Not everything that goes boom is a landminePosted: January 11, 2013
A year ago, the Control Arms Foundation of India, a member of the International Campaign to Ban Landmines (ICBL), hosted a workshop for Indian journalists entitled, “Not Everything that Goes Boom is a Landmine.” The workshop was intended to brief journalists about the Mine Ban Treaty and the Convention on Certain Conventional Weapons and inform journalists about how those treaties define anti-personnel landmines and asked the journalists to be careful when they attributed an explosion to a landmine (Kangla Online). The general point to be made is that there are a *lot* of explosive remnants of war: anti-personnel landmines, anti-tank landmines, grenades, mortars, unexploded bombs, cluster munitions, rocket-propelled grenades, homemade or “improvised” explosive devices, etc., and only anti-personnel landmines and cluster munitions are subject to global bans or regulation. Also, the use of the term “landmine” is inflammatory, specifically because of the stigma against their use as a result of the Mine Ban Treaty so descriptions of their use can (and often are) used to sully the reputations of opponents.

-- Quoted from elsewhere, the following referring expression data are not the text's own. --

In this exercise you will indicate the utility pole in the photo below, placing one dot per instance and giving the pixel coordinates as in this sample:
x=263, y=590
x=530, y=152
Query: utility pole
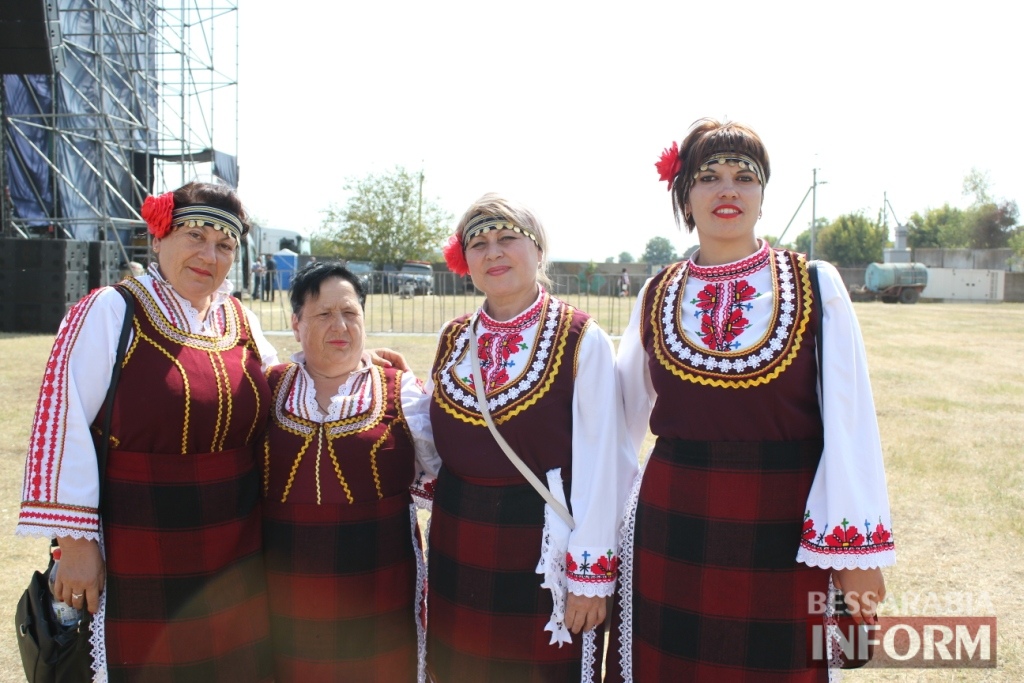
x=814, y=208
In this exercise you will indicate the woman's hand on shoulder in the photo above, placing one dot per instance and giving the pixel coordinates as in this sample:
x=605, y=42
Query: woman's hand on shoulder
x=81, y=573
x=862, y=591
x=583, y=613
x=386, y=357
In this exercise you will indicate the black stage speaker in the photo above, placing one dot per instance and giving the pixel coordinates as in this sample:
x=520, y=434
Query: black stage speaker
x=40, y=280
x=30, y=37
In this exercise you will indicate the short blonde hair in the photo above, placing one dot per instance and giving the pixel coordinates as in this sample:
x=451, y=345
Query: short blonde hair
x=498, y=206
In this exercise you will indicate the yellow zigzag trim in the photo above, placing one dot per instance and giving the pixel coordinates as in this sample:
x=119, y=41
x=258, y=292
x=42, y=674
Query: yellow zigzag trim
x=373, y=460
x=798, y=336
x=184, y=380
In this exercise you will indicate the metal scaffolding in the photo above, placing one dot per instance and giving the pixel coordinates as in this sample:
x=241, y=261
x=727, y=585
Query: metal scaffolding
x=143, y=98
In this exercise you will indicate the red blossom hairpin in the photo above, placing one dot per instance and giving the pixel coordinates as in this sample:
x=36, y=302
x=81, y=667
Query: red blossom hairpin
x=157, y=210
x=455, y=256
x=668, y=167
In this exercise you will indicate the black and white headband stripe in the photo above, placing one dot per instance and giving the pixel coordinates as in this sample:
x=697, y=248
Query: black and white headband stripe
x=484, y=223
x=201, y=215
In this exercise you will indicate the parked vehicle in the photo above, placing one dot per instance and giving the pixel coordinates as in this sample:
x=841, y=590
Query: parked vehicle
x=892, y=283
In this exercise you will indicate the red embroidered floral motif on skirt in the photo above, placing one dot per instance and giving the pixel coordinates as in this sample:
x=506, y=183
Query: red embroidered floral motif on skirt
x=717, y=592
x=485, y=604
x=342, y=586
x=338, y=539
x=185, y=587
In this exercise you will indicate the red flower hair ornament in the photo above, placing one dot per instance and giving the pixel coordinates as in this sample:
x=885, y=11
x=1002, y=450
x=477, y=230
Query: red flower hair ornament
x=455, y=256
x=157, y=210
x=668, y=166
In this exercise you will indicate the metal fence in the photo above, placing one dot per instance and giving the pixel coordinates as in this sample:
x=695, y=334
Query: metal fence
x=406, y=312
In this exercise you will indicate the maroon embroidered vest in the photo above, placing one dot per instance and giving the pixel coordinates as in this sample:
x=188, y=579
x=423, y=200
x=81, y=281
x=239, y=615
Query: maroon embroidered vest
x=534, y=413
x=364, y=458
x=766, y=391
x=185, y=393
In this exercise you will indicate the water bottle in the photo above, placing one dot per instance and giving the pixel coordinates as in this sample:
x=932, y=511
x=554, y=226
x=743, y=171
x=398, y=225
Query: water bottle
x=66, y=615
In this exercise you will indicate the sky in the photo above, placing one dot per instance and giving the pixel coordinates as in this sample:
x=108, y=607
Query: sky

I am reminded of this warning because of two recent items I have read. The Republic of Congo (Brazzaville) was declared free of anti-personnel landmines by Norwegian Peoples Aid last year, but in the 2013 Portfolio of Mine Action Projects, the organization Demeter Deminage has requested about US $360,000 to conduct demining activities in Kimongo (UNMAS). In northern Uganda, the declaration of landmine-free status has been challenged by members of the local government who reported that Ugandan and Danish deminers are still active in Pader district. The presence of those deminers was taken to mean that landmines were still extant in the region (Acholi Times). In both declarations, Congo’s and Uganda’s, the context was very specific: the countries have been cleared of anti-personnel landmines as defined by the Mine Ban Treaty, but other explosive hazards, including anti-vehicle mines, are still present in the countries. So the fact that demining activities continue is a positive sign that while one threat, anti-personnel landmines, has been eliminated, work continues to address others.
In addition to these two specific items, I have noticed that reporting on explosive devices in Somalia has changed. I used to see frequent references to “landmines” and “remote-controlled landmines” but recently, any references to explosive items uses the term, “roadside bomb” or simply “explosive device.” When the type of explosive is specified, invariably it is a grenade and the description of the attack, e.g., items are “thrown,” are consistent with grenades. The reduction in the use of landmines could be the result of Al Shabaab’s loss of territory and shift in tactics (from ambushes to assassinations), but I think there is also a refinement in the descriptions being used by reporters in Somalia (who are some of the bravest people in the world, by the way). The explosive devices used by Al Shabaab fall more broadly under the term “improvised explosive device” rather than “landmines” and since they are (mostly) remote-controlled, such devices do not meet the “victim-activated” qualification of anti-personnel landmines under the Mine Ban Treaty. Are there anti-personnel landmines in Somalia? Yes, many; but they are mostly the remnants of earlier conflicts and not a widely used weapon in the current one.